Where’re her broom and crystal ball? … Maybe she can bring Hoover back from the dead … How about I dig my Ouija board outta the closet for backup?

Following her onto the porch, Thorsson continued the jabs. “Gonna cast an evil spell on me?”

She pivoted around and looked pointedly at his round belly. “I already have.”

“You’re not very Minnesota nice.”

“Neither are you.” She threw open the front door and went inside.

In the home’s foyer, she spotted two men from the bureau’s Minneapolis office yapping with a homicide detective. One of the agents gave her a nod and continued talking. The Minneapolis crew didn’t know her well, and that was fine with Bernadette. While she’d initially wanted to work in the bureau’s larger downtown Minneapolis office, she’d grown used to her basement digs in downtown St. Paul.

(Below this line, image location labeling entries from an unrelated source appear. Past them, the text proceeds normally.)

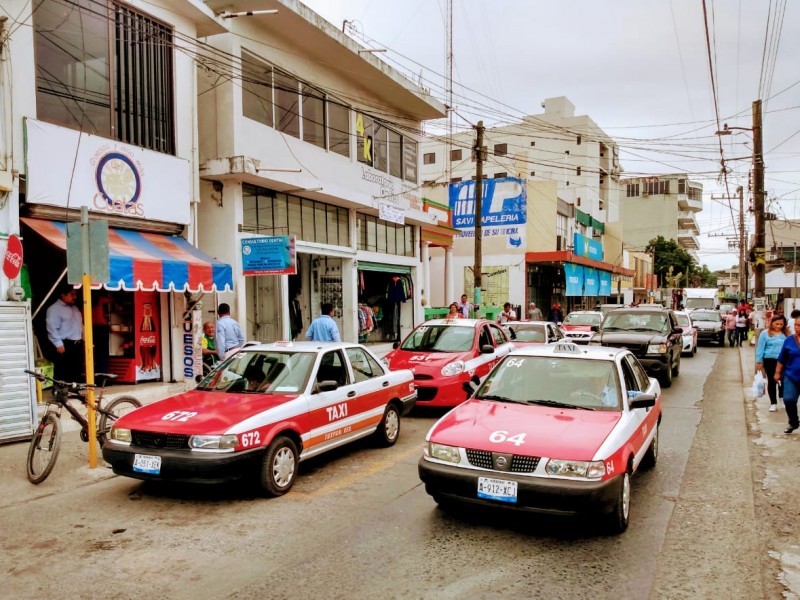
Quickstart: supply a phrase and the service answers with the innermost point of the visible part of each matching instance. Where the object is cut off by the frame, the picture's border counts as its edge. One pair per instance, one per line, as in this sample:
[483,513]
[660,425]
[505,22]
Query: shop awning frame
[559,257]
[141,261]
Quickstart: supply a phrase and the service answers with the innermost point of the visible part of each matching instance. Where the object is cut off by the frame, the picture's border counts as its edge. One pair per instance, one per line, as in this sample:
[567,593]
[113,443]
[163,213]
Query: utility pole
[758,203]
[479,157]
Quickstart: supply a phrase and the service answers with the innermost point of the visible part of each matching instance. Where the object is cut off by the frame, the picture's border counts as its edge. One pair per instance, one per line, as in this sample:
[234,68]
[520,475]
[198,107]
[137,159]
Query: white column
[448,276]
[426,273]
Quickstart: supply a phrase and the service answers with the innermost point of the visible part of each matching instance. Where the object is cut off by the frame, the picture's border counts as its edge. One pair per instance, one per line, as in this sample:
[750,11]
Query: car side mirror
[642,401]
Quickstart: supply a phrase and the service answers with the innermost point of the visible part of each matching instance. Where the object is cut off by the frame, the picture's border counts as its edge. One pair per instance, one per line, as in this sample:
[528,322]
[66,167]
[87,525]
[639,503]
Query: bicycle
[46,441]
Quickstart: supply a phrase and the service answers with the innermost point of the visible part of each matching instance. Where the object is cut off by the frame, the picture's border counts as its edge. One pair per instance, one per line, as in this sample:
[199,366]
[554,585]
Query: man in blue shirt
[323,328]
[228,336]
[65,331]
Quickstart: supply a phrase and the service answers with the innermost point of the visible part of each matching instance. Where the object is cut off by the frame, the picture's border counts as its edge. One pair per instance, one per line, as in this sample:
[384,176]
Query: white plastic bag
[759,385]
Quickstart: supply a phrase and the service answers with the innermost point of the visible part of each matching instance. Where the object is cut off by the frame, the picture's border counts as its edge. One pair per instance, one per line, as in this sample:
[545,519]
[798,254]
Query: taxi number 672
[500,436]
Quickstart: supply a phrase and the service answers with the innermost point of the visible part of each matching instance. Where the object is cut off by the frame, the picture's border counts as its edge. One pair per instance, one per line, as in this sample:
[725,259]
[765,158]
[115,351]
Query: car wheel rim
[392,425]
[283,467]
[626,495]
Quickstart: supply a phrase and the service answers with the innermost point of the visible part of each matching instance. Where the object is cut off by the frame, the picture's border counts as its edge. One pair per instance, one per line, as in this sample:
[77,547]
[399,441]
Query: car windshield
[582,319]
[526,333]
[636,322]
[705,316]
[440,338]
[551,380]
[265,372]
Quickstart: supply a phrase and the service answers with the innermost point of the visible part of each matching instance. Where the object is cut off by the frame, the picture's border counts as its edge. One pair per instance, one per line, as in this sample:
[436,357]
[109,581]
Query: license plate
[497,489]
[145,463]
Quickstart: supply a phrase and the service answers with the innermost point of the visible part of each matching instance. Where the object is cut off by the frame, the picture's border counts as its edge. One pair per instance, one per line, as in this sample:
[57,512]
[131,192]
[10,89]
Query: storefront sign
[269,255]
[106,176]
[573,274]
[12,263]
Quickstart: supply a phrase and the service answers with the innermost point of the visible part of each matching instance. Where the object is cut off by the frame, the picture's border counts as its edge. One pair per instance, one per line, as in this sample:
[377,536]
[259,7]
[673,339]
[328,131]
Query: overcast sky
[638,68]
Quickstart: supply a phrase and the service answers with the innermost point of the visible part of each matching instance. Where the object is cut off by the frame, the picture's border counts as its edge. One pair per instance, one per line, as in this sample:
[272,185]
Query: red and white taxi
[260,413]
[444,354]
[578,325]
[557,429]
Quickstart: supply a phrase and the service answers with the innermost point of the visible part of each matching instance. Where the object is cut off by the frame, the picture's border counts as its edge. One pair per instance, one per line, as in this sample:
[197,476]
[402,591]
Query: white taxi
[260,413]
[556,429]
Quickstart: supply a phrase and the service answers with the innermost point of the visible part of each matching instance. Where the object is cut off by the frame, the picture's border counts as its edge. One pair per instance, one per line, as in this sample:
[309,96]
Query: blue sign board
[269,255]
[573,274]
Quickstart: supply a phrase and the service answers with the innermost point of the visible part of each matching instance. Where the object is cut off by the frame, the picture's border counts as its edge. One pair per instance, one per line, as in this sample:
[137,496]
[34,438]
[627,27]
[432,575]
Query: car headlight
[576,468]
[442,452]
[213,442]
[120,435]
[454,368]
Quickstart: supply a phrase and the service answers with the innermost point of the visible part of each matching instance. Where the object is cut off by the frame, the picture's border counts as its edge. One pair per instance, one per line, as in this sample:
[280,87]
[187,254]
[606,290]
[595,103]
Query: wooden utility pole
[759,270]
[480,152]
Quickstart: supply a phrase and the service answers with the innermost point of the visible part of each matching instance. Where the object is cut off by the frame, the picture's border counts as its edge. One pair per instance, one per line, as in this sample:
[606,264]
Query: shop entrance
[385,296]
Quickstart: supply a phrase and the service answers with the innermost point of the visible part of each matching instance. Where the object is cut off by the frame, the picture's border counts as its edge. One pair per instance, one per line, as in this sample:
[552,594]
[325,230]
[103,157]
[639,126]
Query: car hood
[549,432]
[423,361]
[209,412]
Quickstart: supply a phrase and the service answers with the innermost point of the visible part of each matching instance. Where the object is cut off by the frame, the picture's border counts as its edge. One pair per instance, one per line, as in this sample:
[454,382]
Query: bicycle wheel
[44,448]
[108,415]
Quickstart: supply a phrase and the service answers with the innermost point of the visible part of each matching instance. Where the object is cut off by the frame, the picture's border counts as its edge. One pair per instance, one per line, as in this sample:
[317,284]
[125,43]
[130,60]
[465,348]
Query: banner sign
[573,274]
[108,177]
[585,246]
[591,283]
[605,283]
[269,255]
[504,209]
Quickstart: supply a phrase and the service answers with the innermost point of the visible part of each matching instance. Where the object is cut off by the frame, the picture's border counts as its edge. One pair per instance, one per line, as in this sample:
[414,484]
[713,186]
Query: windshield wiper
[497,398]
[559,404]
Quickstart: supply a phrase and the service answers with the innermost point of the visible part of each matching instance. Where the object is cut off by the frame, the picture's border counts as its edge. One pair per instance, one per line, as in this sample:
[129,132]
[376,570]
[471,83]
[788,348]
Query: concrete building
[663,205]
[569,169]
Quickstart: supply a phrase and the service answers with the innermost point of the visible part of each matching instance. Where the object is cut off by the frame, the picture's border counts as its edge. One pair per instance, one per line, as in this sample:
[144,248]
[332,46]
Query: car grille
[426,394]
[519,464]
[169,441]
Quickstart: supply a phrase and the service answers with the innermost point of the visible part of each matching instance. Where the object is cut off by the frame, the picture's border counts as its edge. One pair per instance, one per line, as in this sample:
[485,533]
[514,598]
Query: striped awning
[149,261]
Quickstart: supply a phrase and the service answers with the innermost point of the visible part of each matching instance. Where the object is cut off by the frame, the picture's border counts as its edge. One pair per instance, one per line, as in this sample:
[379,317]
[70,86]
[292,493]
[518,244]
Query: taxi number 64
[498,437]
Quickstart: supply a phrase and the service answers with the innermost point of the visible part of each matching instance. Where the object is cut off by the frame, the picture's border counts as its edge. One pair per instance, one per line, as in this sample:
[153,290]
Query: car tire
[279,469]
[650,457]
[619,517]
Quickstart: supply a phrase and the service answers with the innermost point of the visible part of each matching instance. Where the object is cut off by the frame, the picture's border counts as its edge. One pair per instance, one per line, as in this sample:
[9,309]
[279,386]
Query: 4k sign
[12,264]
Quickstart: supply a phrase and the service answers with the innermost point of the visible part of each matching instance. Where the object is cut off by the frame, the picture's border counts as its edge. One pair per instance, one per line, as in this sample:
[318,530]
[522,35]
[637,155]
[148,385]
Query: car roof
[571,350]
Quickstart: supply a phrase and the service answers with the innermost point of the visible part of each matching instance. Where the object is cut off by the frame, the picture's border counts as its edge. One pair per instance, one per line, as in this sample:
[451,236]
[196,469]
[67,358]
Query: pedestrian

Garcia had instructed her to go to the second floor, and she started up the open staircase.

Someone yelled after her, “Hey!”

Thorsson had followed her inside. “Go away,” she said without turning around. Looking to the top of the stairs, she could see her ASAC standing by himself, his black hair trimmed with Marine efficiency and his weight lifter’s arms pushing out the sleeves of his trench coat. His back was to the stairs.

The pain in the ass jogged up next to her. “I heard you blew away a bad guy this spring. Any of that post-traumatic shit going on with you? You gonna snap on us?”

Thorsson was referring to a case she’d worked the previous May with Garcia. She and her boss had shot the killer dead. “If I snap, Greg, I promise to take you out first.”

When the two agents reached the second floor, Garcia turned around and glared at Thorsson. “Don’t you have someplace you need to be, Agent?”

Thorsson folded his stumpy arms in front of his bowling-ball body. “Sir. I thought Agent Saint Clare needed—”

“Agent Saint Clare doesn’t need a damn thing,” Garcia snapped.

Bernadette stifled a grin.

“Yes, sir,” said Thorsson. He hesitated for a moment, seemingly unsure of where to go, then turned around and thumped down the stairs. He headed for a knot of police officers gathered at the bottom.

Garcia watched Thorsson with a frown and then looked at Bernadette. “Jesus. Did you fly here or what?”

She blinked, wondering for a moment if her boss was now taking shots at her, then realized she had indeed made the drive in record time despite the traffic. “How many did Milwaukee send?”

“Thorsson and another guy.”

“So they sent one agent.”

Garcia smiled. “Not bad, Cat.”

She liked that her boss dropped the formalities when they were alone. She smiled and addressed him in kind. “Where are we going, Tony?”